We are moving towards the end, and I bring him back to the main message of the preacher. In a recent speech, Mervyn King quoted Tolstoy’s line that “Happiness is less important than trying to live in the right way”. What is the right way? Mr King sees the task as one of getting back to where we were before all this. “Britain is well placed to be an international banking centre, but we can’t afford to be if, now and again, it depends on the UK taxpayer.”
We must get rid of the idea that “if something is growing rapidly, it must be good. Every supervisor should say: 'The banks I should worry about are not only the ones that are losing money but the ones who are making a lot of money.’ ” He goes on: “What I’ve tried to do my whole time at the Bank is to set general rules. You can’t rely on the wisdom of individuals. Before I leave, I want to make sure that the right framework is in place for monetary policy, financial stability and banking supervision [a function the Coalition is now returning to the Bank].”
Does he enjoy it all? Wouldn’t this man of ideas be happier in his large library? His eyes gleam. “I’m looking forward to getting back to my books [current reading includes Niall Ferguson’s book on civilisation and Chinua Achebe’s Anthills of the Savannah] and to watching cricket and playing tennis. But I wouldn’t have missed this for the world. Enjoyment is the wrong word, because of the pressure. I never expected to see a crisis of this size, but it is fascinating and a privilege to be doing this job.”
Since he is so uncomfortable with the culture of banking, wouldn’t he rather have been an industrialist? “No, I admire people like John Rose at Rolls-Royce or John Parker at the National Grid”, but the job is “an intellectual challenge first and foremost, where I must see issues clearly and speak about them openly”. Sort of like being a professor, only much, much more exciting.
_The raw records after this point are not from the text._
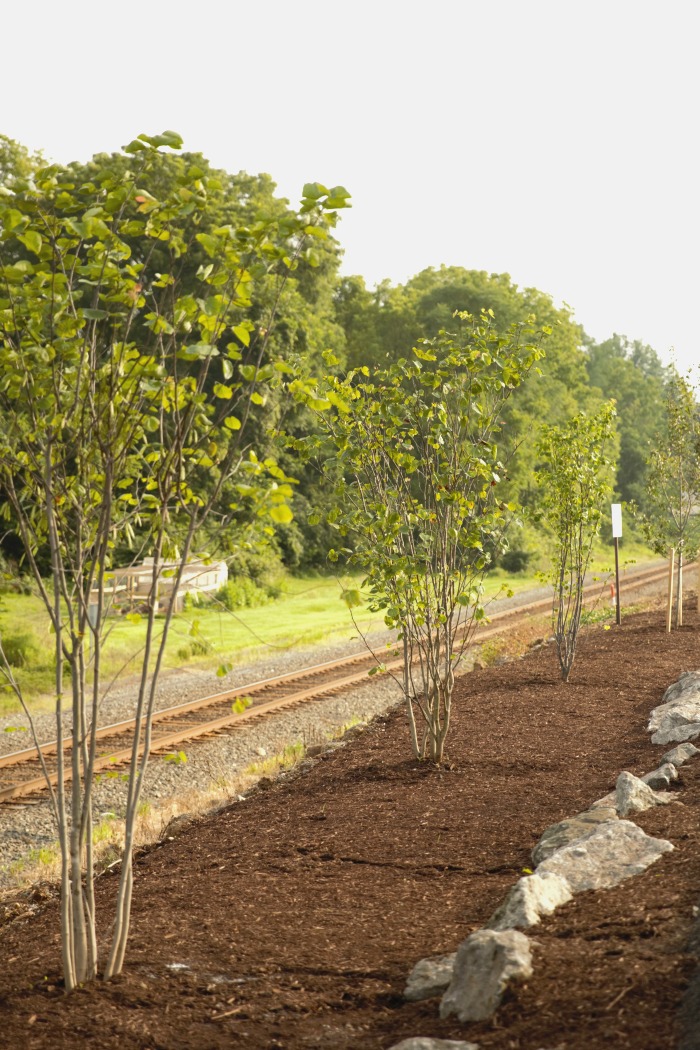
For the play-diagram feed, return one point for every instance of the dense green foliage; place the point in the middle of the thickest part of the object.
(574, 474)
(136, 362)
(410, 450)
(317, 310)
(672, 518)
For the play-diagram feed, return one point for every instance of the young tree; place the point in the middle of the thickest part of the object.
(126, 403)
(414, 445)
(575, 477)
(672, 511)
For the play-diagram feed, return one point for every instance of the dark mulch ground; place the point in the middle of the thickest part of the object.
(299, 911)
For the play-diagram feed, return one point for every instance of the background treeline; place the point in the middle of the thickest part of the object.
(319, 310)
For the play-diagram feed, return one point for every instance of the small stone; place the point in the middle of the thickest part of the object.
(632, 795)
(568, 831)
(680, 754)
(662, 777)
(531, 898)
(425, 1043)
(486, 963)
(688, 681)
(607, 856)
(677, 733)
(429, 978)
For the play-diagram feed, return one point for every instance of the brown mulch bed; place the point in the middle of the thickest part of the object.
(292, 920)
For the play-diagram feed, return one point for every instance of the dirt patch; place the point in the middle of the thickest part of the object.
(292, 920)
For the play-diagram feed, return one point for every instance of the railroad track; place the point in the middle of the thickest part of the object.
(21, 776)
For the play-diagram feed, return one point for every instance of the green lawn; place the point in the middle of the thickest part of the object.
(312, 610)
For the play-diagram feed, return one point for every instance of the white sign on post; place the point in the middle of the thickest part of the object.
(616, 509)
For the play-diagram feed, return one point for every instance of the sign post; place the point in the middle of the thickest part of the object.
(616, 513)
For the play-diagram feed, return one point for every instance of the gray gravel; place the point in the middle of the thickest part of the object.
(212, 765)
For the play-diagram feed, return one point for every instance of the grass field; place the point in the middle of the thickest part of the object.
(310, 611)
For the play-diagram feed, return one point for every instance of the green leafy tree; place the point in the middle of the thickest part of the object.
(412, 449)
(632, 374)
(672, 515)
(128, 394)
(575, 477)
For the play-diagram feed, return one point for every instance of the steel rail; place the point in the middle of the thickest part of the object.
(319, 690)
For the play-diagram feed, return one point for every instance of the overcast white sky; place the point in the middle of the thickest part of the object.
(553, 140)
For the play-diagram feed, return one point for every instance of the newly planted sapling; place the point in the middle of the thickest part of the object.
(575, 477)
(671, 520)
(412, 449)
(127, 399)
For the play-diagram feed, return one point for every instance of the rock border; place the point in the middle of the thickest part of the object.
(594, 849)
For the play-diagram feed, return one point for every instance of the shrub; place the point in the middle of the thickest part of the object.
(20, 647)
(515, 561)
(242, 592)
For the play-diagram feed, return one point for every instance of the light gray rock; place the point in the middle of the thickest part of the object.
(662, 777)
(688, 681)
(424, 1043)
(632, 795)
(568, 831)
(486, 963)
(607, 856)
(680, 754)
(684, 711)
(531, 898)
(677, 733)
(429, 978)
(607, 802)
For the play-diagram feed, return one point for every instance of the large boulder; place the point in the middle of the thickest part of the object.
(680, 707)
(573, 827)
(607, 856)
(531, 898)
(429, 978)
(680, 754)
(688, 683)
(425, 1043)
(632, 795)
(662, 777)
(486, 963)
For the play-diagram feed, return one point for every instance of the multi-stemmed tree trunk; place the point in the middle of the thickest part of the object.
(414, 445)
(574, 477)
(126, 398)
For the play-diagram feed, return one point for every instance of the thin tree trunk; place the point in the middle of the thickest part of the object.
(670, 601)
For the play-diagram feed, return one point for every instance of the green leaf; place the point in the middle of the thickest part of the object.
(33, 240)
(281, 513)
(242, 332)
(353, 599)
(314, 191)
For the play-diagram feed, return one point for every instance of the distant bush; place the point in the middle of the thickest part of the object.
(241, 592)
(20, 648)
(515, 561)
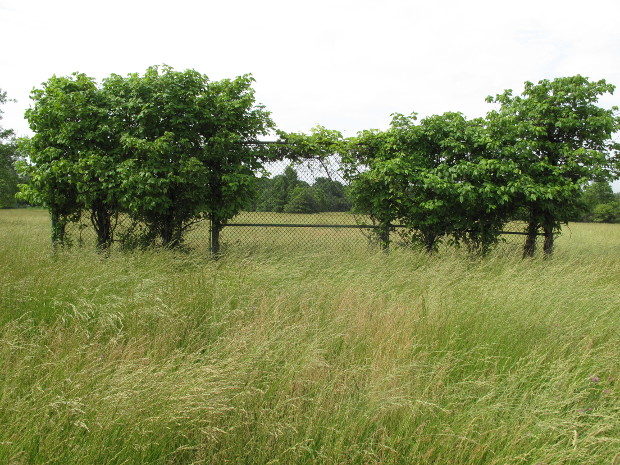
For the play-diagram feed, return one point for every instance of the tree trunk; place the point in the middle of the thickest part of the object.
(102, 222)
(529, 247)
(58, 230)
(548, 245)
(216, 227)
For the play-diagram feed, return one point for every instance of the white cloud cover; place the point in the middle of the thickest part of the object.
(341, 63)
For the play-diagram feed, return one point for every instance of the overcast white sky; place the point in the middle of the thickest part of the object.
(344, 64)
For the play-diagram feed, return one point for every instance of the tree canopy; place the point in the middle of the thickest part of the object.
(560, 139)
(166, 147)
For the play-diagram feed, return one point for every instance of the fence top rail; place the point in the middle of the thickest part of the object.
(356, 226)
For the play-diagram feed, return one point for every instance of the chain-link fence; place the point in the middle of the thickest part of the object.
(301, 205)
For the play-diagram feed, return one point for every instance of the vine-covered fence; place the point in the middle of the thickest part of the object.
(297, 204)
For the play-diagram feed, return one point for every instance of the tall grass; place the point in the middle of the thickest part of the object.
(308, 356)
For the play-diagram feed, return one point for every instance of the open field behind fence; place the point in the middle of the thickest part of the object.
(306, 356)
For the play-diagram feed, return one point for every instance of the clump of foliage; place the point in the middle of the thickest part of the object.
(448, 178)
(168, 148)
(436, 178)
(600, 204)
(559, 139)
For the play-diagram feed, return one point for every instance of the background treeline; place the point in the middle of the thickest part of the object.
(599, 204)
(286, 193)
(169, 149)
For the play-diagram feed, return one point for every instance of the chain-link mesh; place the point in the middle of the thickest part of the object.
(296, 205)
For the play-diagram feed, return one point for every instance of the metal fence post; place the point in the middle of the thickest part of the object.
(214, 233)
(384, 237)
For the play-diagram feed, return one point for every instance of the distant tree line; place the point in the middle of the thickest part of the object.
(286, 193)
(170, 148)
(599, 204)
(449, 179)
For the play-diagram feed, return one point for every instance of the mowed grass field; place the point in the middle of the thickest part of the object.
(303, 355)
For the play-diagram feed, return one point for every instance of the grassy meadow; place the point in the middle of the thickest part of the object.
(304, 355)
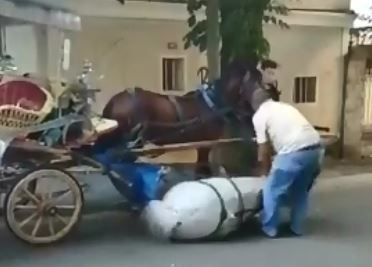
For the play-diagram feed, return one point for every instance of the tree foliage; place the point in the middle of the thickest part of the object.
(241, 27)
We discuss bank notes. Mr King has decided that the next £50 notes should depict the inventive and manufacturing partnership of Matthew Boulton and James Watt. But he is even prouder of having picked Adam Smith for the £20. Smith provides the model of the right way: his economic theory in The Wealth of Nations was wise and true, but Smith’s other book, The Theory of Moral Sentiments proves, says Mr King, that “there’s more to life than economics. The two must be taken together”.